Specifically, trimethylolpropan triacrylate, pentaerythritol triacrylate, pentaerythritol tetraacrylate, dipentaerythritol monohydroxypentaacrylate, dipentaerythritol hexaacrylate or 1,4-butylene glycol diacrylate, 1,6-hexanediol. Diacrylate, polyethylene glycol diacrylate, commercially available oligoester acrylate and the like are used.

As the photopolymerization initiator, the photopolymerization initiator described in JP-A-2007-146104 or JP-A-2004-186429 can be used. Isopropylbenzoin ether, isobutylbenzoin ether, benzophenone, Michler's ketone, chlorothioxanthone, benzylmethyl ketal, α-hydroxycyclohexylphenylketone, 2-hydroxymethylphenylpropane and the like can be used in combination.

As the pressure-sensitive adhesive layer 4, a photopolymerizable pressure-sensitive adhesive comprising a polymer having a photopolymerizable carbon-carbon double bond in the polymer, a photopolymerization initiator, and a resin composition containing a curing agent can be used. it can. The polymer having a carbon-carbon double bond in the polymer is a single amount such as a (meth) acrylic acid ester having an alkyl group having 4 to 12 carbon atoms, more preferably 8 carbon atoms in the side chain. A (meth) acrylic polymer obtained by homopolymerizing or copolymerizing one or more of the body and the copolymerizable modified monomer by an arbitrary method is preferable.

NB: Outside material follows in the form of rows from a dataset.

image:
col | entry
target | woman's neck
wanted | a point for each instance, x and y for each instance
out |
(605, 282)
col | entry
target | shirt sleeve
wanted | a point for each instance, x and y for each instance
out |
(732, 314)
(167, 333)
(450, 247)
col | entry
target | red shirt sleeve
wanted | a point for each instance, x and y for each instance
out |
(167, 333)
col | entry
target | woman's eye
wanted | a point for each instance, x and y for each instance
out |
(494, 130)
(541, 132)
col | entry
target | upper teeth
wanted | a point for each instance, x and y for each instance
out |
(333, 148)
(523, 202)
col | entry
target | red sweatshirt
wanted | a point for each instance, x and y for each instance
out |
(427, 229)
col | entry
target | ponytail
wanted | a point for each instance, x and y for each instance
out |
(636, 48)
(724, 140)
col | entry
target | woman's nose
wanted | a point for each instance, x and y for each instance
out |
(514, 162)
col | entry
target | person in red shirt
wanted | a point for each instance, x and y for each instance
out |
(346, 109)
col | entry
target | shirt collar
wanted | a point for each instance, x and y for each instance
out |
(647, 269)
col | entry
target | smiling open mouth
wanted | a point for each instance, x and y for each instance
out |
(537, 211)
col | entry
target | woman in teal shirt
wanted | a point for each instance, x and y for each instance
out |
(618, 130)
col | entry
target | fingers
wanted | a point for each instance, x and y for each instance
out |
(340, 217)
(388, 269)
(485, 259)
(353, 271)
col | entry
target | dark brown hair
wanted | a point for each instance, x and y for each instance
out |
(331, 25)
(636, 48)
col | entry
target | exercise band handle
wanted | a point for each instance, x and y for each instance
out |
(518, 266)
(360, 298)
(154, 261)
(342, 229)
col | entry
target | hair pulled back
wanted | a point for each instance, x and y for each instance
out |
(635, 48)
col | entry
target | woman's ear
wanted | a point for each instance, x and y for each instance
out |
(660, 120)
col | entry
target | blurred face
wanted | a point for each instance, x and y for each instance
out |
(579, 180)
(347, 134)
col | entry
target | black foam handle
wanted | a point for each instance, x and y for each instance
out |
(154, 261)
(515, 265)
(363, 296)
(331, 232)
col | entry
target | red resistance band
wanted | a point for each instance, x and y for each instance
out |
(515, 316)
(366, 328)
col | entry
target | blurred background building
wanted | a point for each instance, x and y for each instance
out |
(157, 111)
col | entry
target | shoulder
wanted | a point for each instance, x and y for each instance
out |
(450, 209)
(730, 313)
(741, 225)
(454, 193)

In addition, the pressure-sensitive adhesive composition constituting the pressure-sensitive adhesive layer 4 can be blended with a tackifier, a pressure-sensitive adhesive, a surfactant, or the like, or other modifiers, if necessary. Moreover, you may add an inorganic compound filler as appropriate.

The pressure-sensitive adhesive layer 4 can be formed, for example, by applying the pressure-sensitive adhesive composition on the release film 5, drying it, and transferring it to the resin layer 3. In the present invention, the thickness of the pressure-sensitive adhesive layer 4 is preferably 1 to 130 μm, more preferably 1 to 40 μm, and even more preferably 1 to 20 μm. The role of the pressure-sensitive adhesive layer 4 in the present invention is mainly to secure adhesiveness and peelability to the surface of the semiconductor wafer 6. If the pressure-sensitive adhesive layer 4 is thick, depending on its storage elastic modulus, it may hinder the followability to the semiconductor wafer 6 or cause adhesive residue on the semiconductor wafer 6.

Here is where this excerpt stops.